To take on Peggy Lee phrase-for-phrase, squeak-for-perky-squeak, with those soft sexy whispers, would be by far the easier course. Callaway, wise in the ways of tribute, takes the bridge—or maybe the tunnel—not the overstreet imitation route. Blessed with a sultry, often-throaty delivery, equal to but at odds with her heroine’s chirp, she finds a fresh angle for the multilayered tilt of Lee’s classic material. When she breaks into “The Glory of Love” opposite John Pizzarelli, we quickly learn the latter can’t sing, but man can he sing and plink at the same time, sailing through his solo on that twofer; and if the three voices pull the curtain back on the cheerfulness to its vision of love, or at least love’s glory, as a hungry fire fed with pieces of the self—well, I was saying before about layers.
“Johnny Guitar,” with lyrics by Lee and music from Victor Young, unspools here as menace, unsolved mystery; we don’t know where this guy came from or where he went (although given the movie it goes with, pregnant with homosexual tension, that fits). “Clair De Lune,” with the nod to the classic piano tune reworked by our artiste, casts a bet upon the waters: Someone will remember, someone will cherish this love, even when it’s gone.
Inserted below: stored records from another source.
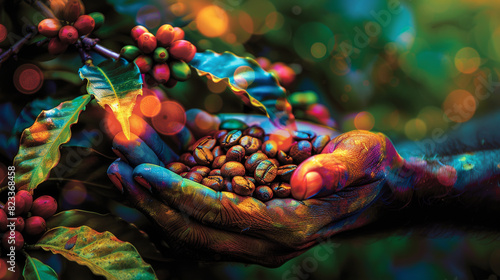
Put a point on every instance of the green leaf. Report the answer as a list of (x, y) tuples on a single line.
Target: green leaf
[(117, 226), (102, 253), (34, 269), (39, 149), (252, 84), (116, 84)]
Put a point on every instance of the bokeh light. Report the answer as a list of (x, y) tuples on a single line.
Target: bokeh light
[(212, 21)]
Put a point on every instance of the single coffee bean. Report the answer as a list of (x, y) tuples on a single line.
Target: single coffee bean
[(319, 143), (233, 124), (265, 172), (194, 176), (235, 153), (254, 160), (285, 172), (301, 151), (231, 139), (203, 170), (283, 158), (214, 182), (188, 159), (219, 162), (303, 135), (270, 148), (203, 156), (177, 167), (281, 189), (217, 151), (263, 193), (215, 172), (251, 144), (242, 186), (255, 131), (232, 168)]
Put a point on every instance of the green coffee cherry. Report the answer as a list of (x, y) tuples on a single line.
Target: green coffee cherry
[(160, 55), (130, 52), (180, 70)]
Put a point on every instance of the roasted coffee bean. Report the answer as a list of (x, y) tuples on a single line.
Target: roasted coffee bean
[(254, 160), (215, 172), (254, 131), (281, 189), (242, 186), (251, 144), (194, 176), (188, 159), (233, 124), (263, 193), (217, 151), (285, 172), (177, 167), (270, 148), (219, 162), (203, 156), (319, 143), (203, 170), (232, 168), (303, 135), (300, 151), (235, 153), (265, 172), (232, 138), (214, 182), (283, 158)]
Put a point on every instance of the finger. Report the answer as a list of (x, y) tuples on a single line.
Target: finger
[(134, 150), (221, 209), (140, 128)]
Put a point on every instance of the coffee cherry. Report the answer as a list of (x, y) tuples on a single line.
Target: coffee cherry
[(84, 24), (68, 34), (72, 10), (146, 42), (56, 46), (45, 206), (165, 35), (137, 31), (14, 239), (160, 55), (35, 225), (144, 63), (130, 52), (98, 19), (161, 73), (49, 27), (178, 34), (182, 50)]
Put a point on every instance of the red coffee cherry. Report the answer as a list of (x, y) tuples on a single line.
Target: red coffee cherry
[(49, 27), (68, 34), (165, 35), (137, 31), (147, 42), (14, 239), (45, 206), (84, 24), (35, 225), (182, 50)]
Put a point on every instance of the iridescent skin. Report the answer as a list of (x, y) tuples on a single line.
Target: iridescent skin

Somebody has to, right? Because it was simply that kind of love.
I sigh as I regard, not the dustbin of history (that would sum up history as organized enough to have office furniture), but simply the dust, of history. But Paul Verlaine wagered his own poem’s beauty against the ages; so did Debussy with his melody; so did Lee, with her unpublished poem furnishing these lyrics; so does Callaway herself. Even with that ever-present dust around our shoes…isn’t it pretty to think so?